Investigation involves why the archives of passports were destroyed.

The Ministry of Social Affairs is being probed for administrative and financial violations, the customs for exempting the "retunees" from duties, and the Ministry of Health for purhases funded by the World Bank.

There is a file also involving the London-based Arabic daily newspaper "Al-Quds Al-Arabi," which is owned by the Palestine Liberation Organization (PLO).

The corruption probe also involved a charity for supporting Palestinian students and a children theatre.

The Investigation involves also a center of human and development research as well as "public institutions" in the Gaza Strip.

The cases also include payments of $4m of PNA funds and $2m of Italian aid money to a fictitious pipe factory. "The factory existed only on paper and the investigation is under way to find out where the money went," the attorney general said.

The attorney general added there is a file on Al-Zir Contracting company.

As for the widely-publicized scandal of the cement that was used in the construction of the Apartheid Wall Israel is building on occupied Palestinian land in the West Bank, Ahmed Al-Meghani said it is still confidential and under investigation.

The Palestinian Legislative Council (PLC) had referred the cement file to the attorney general.

Palestinian President Mahmoud Abbas had previously transferred 32 cases of abuse to the attorney general for review.

"We have the support from the president to open all the files and strict instructions that everyone must be under the law," Al-Meghani said.

Al-Meghani assumed his duties on September 18 last year.

He said he was scheduled to hold a press conference on December 20 to make a public announcement about the investigation, but President Abbas instructed him to postpone it so as not to be interpreted as an electoral propaganda for this or that party during the campaign for the legislative elections on January 25, the attorney general told reporters.

The announcement on Sunday came less than a fortnight after Hamas's sweeping victory in the parliamentary elections that is mostly attributed to widespread unhappiness at graft among some Palestinian leaders.

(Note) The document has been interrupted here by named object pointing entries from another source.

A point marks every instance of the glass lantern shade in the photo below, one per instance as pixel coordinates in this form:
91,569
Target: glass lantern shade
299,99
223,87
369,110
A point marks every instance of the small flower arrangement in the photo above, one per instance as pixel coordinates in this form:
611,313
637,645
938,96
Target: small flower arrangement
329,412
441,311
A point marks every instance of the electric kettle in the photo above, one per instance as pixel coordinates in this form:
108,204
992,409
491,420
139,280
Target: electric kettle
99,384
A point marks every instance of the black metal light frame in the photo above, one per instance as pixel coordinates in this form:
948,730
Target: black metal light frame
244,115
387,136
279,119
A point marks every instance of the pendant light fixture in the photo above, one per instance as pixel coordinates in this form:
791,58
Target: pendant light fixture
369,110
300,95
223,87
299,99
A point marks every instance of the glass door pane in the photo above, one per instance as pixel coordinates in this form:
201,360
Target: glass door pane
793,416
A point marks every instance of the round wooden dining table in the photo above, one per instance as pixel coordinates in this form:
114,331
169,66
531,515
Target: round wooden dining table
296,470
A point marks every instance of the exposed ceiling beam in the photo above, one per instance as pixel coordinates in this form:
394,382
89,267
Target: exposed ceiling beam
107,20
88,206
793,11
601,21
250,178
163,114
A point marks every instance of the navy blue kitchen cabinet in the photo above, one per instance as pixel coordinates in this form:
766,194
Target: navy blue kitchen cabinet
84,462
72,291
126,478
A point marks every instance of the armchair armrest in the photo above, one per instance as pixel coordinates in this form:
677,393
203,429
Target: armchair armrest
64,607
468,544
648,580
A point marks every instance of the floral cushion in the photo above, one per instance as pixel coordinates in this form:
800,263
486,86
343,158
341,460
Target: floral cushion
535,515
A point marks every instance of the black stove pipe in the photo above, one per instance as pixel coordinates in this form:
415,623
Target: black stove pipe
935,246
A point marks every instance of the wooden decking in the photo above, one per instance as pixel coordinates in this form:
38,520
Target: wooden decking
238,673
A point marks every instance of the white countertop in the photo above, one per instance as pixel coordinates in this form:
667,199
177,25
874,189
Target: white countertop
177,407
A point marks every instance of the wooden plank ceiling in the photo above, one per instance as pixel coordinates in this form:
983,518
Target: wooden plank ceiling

Corruption and economic mismanagement have also contributed to a PNA financial crisis.

Welcoming the investigation, a spokesman for Hamas said those responsible should be brought to justice.

"One of Hamas' top priorities for the coming stage in the Parliament and in the government is to open this file and to chase and bring to justice all the corrupt officials who stole public money and made huge wealth," Mushir Al-Masri, the Hamas spokesman, said.

The World Bank said in a report Wednesday that the PNA's fiscal position had become increasingly unsustainable because of "uncontained" government spending on sharp increases in salaries and hiring.

Nigel Roberts, the World Bank's former representative in the Palestinian territories, said in a recent interview with Israel's Haaretz daily that the PNA received more than $5 billion of aid over a five-year period but was on the verge of being bankrupt.

The Al Quds index on the screen-based exchange in the West Bank city of Nablus has fallen 7.2 per cent since the victory of Hamas in parliamentary elections.

But the Governor of the Palestinian Monetary Authority (PMA), George Abed, said that the PNA banking system was sound, with $4.7bn in deposits, the Financial Times reported on Wednesday.